The second anatomical location in kidney with most frequently reported accumulation of senescent cells is the renal tubule, a part of the nephron, commencing just beyond the glomerulus. It plays an important role in filtering blood, reabsorbing essential substances, and excreting waste products. The renal tubule consists of the proximal convoluted tubule, the loop of Henle, the distal convoluted tubule, and the collecting duct [108]. A study on aging rats revealed a significant increase in p16-positive cells within the renal tubules and the surrounding interstitium [103]. Finally, this study found an increase of lipofuscin with increased age of rats, specifically in proximal, non-proximal and atrophic tubules (tubules that have shrunken and are dysfunctional due to chronic damage or injury) [103]. However, the highest increase of lipofuscin was observed in the proximal and atrophic tubules and the lowest in the non-proximal tubules [103]. To speculate on the reasons for high levels of senescence in proximal and damaged tubules, but not in non-proximal ones, we have to take into consideration their function. The renal proximal tubular epithelial cells (RPTECs) are required for the reabsorption of nutrients and solutes which is possible due to energy supply provided by abundant mitochondria [109]. The high mitochondrial activity in RPTECs, makes them produce high amount of ROS that induce oxidative DNA damage, cell cycle arrest and senescence mediated by p53/p21 and p16/pRB [109]. RPTECs often face these stresses due to exposure to toxins, hypoxia, and inflammatory mediators. Senescent proximal tubular cells have been shown to release several types of SASP factors such as pro-inflammatory cytokines (IL-1, IL-6), pro-fibrotic factors (TGF-β and MMPs) as well as other mediators such as monocyte chemoattractant protein-1 (MCP-1), which recruits immune cells and amplifies inflammation. These SASP factors perpetuate inflammation and renal fibrosis which drive the chronic drive the CKD progression [109].

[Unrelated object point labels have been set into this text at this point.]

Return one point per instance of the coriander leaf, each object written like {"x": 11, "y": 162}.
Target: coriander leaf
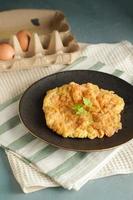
{"x": 76, "y": 107}
{"x": 87, "y": 102}
{"x": 81, "y": 111}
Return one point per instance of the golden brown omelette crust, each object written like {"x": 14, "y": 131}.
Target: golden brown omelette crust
{"x": 101, "y": 118}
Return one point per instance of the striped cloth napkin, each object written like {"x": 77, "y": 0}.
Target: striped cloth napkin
{"x": 37, "y": 165}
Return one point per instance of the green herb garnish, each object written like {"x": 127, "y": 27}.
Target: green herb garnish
{"x": 87, "y": 102}
{"x": 79, "y": 109}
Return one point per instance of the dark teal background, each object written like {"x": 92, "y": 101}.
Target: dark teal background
{"x": 91, "y": 21}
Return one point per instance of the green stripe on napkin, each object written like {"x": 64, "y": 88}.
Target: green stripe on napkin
{"x": 11, "y": 123}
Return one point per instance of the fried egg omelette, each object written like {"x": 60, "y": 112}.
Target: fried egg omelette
{"x": 83, "y": 111}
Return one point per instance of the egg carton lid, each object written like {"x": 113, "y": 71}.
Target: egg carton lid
{"x": 54, "y": 45}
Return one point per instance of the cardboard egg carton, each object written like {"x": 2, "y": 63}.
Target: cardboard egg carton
{"x": 56, "y": 46}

In contrast, fewer senescent cells were identified in the distal part of the renal tubule [103]. The thick ascending limb cells (TAL) of the loop of Henle of the nephron is part of the distal renal tubules and is crucial for salt absorption, calcium and magnesium regulation, and acid-base balance, playing an essential role in urine concentration and dilution [110]. The discrepancy in the accumulation rate of senescent cells between the TAL and RPTEC might be multifaceted. Specifically, although the number of mitochondria is higher in the TAL compared to RPTEC, RPTECs have been shown to produce more ROS compared to the TAL [111]. Furthermore, RPTECs are responsible for the secretion and reabsorption of various endogenous and exogenous compounds which can occur in a transcellular or paracellular manner [112] as well as for metabolizing and excreting filtered xenobiotics [113]. In contrast, the distal parts of the nephron either do not or have limited reabsorption capacity [113]. Overall, it appears that spatially-distinct accumulation of senescent cells in proximal, but not in non-proximal might be due to their different quantities of mitochondria as well as differential exposure to toxins from the circulation.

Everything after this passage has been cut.